I was at a Mac airport shop and got to try everything out. I ended up buying Jaunty from Hey Sailor along with BD Heart Hangover and Nightmoth which I'd eyed before the launch but then thought I'd skip. When I swatched it, I couldn't resist it for autumn winter. I tried both Crew and Power to the People on my arm but neither looked anything but chalky on me and I got a pink from swirling PTTP not a bronzey colour. I didn't swatch the individual shadows in it.

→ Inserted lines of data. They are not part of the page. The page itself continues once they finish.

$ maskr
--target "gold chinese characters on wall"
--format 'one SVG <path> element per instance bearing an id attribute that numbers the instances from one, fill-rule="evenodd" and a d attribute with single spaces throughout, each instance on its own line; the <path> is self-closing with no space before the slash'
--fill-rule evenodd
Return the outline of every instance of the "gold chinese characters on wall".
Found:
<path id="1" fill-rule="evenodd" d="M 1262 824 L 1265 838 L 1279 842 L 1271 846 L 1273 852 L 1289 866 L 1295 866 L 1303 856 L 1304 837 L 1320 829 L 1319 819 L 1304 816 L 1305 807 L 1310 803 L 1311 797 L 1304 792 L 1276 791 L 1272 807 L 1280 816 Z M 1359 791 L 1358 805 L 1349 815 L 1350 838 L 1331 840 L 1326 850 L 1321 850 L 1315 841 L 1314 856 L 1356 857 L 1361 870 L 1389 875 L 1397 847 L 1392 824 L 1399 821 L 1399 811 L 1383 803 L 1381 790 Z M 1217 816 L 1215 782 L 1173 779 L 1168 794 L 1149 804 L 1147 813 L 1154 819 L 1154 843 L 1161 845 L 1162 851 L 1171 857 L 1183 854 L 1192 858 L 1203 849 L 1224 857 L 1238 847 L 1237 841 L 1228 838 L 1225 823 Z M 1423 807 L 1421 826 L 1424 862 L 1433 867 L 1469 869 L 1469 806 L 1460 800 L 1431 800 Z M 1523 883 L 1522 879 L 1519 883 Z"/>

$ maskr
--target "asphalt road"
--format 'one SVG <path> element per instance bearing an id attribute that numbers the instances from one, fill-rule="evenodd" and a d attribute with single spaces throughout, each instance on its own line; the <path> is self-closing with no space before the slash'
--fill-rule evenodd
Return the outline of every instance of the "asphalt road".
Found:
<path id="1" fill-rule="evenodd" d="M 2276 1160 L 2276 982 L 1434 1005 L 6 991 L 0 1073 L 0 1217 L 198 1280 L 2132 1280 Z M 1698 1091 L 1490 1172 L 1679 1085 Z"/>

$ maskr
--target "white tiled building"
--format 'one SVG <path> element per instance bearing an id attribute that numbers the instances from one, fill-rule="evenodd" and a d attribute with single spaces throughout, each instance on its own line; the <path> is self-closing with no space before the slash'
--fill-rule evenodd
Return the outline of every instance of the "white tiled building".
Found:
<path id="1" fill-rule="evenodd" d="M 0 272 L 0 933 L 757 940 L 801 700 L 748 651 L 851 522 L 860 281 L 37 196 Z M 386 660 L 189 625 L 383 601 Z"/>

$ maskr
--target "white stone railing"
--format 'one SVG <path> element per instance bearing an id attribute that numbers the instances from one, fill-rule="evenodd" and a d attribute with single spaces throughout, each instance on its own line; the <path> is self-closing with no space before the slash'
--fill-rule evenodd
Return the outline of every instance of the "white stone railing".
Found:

Both Crew and PTTP are such pretty products though.


----------



## KelseeBrianaJai (Jun 9, 2012)

I love Dear Diary but the I again I love mostly all hot pink lipsticks lol


----------



## Prettypackages (Jun 9, 2012)

bobbiedoll03 said:


> I hunted the video down and o my it has me wanting LLD and the powder for sure!
> 
> 
> http://www.youtube.com/watch?v=wLj6uU4kDBI&list=UUH4ZhdKLsmGPvu8Mv0zmBKA&index=1&feature=plcp


	she is so gorgeous and I'm convinced to look at this powder based on that brown alone.  I'm looking for the perfect brown crease color.


----------



## Ashleybubbles83 (Jun 10, 2012)

i'm still trying to save for Heavenly Creature, so I passed on these two...but unfortunately just because I've passed on these I started buying permanent items I've always wanted but just never bought... :/


----------



## bobbiedoll03 (Jun 10, 2012)

so after checking everything out in person I decided to skip both collections and just save for HC.


----------



## aradhana (Jun 10, 2012)

Prettypackages said:


> she is so gorgeous and I'm convinced to look at this powder based on that brown alone.  I'm looking for the perfect brown crease color.


  I was wondering if it's similar at all to saddle?


----------



## Copperhead (Jul 15, 2012)

Has anyone compared Evening Stroll with MAC's Lavender Whip lipstick? How similar are the shades? I love Evening Stroll.

  	Looking at this swatch, this Lavender Whip reminds me a lot of my Evening Stroll.


----------



## Richelle83 (Jul 15, 2012)

I honestly never thought to compare them, but I'm pretty sure Lavender Whip is much lighter.


----------



## Prettypackages (Jul 17, 2012)

aradhana said:


> I was wondering if it's similar at all to saddle?


  	You know, it might be.


----------